2026/06/02 15:44

一本のデニムにドラマがある。


約二年前にお買い上げいただいたデニムが、ジップ修理のためお店に戻ってきた。
久しぶりに再会したそれは、リジットだったとは思えないほど柔らかく馴染み、色も落ち、穿き込まれた形跡がしっかりと刻み込まれていた。

聞くと、飲食のお仕事でも日常的に履いてくださっているそう。
あのデニムが、まるで全く別物かのように存在していた。

服は人の暮らしとともに育っていくんだということを、改めて見せてもらった気がした。


私たちは"服を売る"ということを仕事としている。

今度のデートで。
来月の旅行に羽織るジャケットを。
息子の入学式にセットアップを。
娘の卒園式でスーツを。
友人の結婚式でドレスを。
仕事で着るシャツを。

その服を着ることで少し気分が上がったり、日々が楽しくなったり、時に良い思い出にもなったりする。
自分たちが扱っているのは単なる個体ではない、その先にある誰かの日常であり、非日常でもある。

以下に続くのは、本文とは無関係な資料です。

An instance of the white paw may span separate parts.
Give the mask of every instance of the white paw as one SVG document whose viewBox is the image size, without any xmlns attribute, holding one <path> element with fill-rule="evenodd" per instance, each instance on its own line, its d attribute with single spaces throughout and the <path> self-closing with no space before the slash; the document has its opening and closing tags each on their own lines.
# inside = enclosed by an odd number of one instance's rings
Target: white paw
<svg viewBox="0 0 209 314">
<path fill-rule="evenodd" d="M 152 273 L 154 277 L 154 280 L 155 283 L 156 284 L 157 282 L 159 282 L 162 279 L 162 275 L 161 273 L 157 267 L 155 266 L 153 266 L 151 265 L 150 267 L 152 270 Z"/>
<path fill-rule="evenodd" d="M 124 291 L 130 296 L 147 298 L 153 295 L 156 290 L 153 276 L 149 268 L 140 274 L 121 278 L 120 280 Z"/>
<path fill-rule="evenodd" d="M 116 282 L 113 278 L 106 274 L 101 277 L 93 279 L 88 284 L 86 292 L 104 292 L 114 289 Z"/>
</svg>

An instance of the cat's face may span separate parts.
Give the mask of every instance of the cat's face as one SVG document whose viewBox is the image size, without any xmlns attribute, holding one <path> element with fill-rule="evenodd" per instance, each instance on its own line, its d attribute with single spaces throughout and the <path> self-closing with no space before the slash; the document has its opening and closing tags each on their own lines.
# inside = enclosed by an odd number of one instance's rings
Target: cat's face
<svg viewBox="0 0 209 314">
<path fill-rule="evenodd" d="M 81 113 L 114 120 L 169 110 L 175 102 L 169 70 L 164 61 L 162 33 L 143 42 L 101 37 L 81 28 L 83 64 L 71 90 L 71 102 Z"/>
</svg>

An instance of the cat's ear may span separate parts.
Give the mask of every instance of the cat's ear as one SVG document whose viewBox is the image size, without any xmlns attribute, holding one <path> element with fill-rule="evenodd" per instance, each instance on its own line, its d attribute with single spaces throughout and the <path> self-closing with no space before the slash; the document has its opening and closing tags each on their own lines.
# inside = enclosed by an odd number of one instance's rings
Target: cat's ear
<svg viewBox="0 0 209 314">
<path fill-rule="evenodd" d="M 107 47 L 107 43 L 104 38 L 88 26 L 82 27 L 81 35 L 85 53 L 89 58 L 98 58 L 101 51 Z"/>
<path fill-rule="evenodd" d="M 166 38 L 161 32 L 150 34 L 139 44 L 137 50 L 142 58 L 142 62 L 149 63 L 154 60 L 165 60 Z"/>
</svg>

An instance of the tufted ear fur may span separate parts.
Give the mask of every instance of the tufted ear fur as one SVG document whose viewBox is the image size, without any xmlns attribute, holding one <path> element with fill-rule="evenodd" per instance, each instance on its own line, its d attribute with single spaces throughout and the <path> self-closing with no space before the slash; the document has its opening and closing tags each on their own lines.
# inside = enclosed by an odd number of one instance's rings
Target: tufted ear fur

今回このデニムもまた同じで、提案したものが暮らしの中に入り込み、傷んだから手放すのではなく、修理をしてこれからも穿き続けたいと思っていただけること。
服は売った瞬間に終わるものではなく、その先の時間で価値を重ねていく。

店を続けていると迷うこともある。

けれどこうした瞬間に触れるたび、届けたいものは服そのものだけではないのだと思い出させてもらい、それが私達の活力へと変わる。

支えているつもりでいて、実は支えられているのはこちらかもしれない。


そんなことを改めて教えてもらった機会だったことを、ここに記す。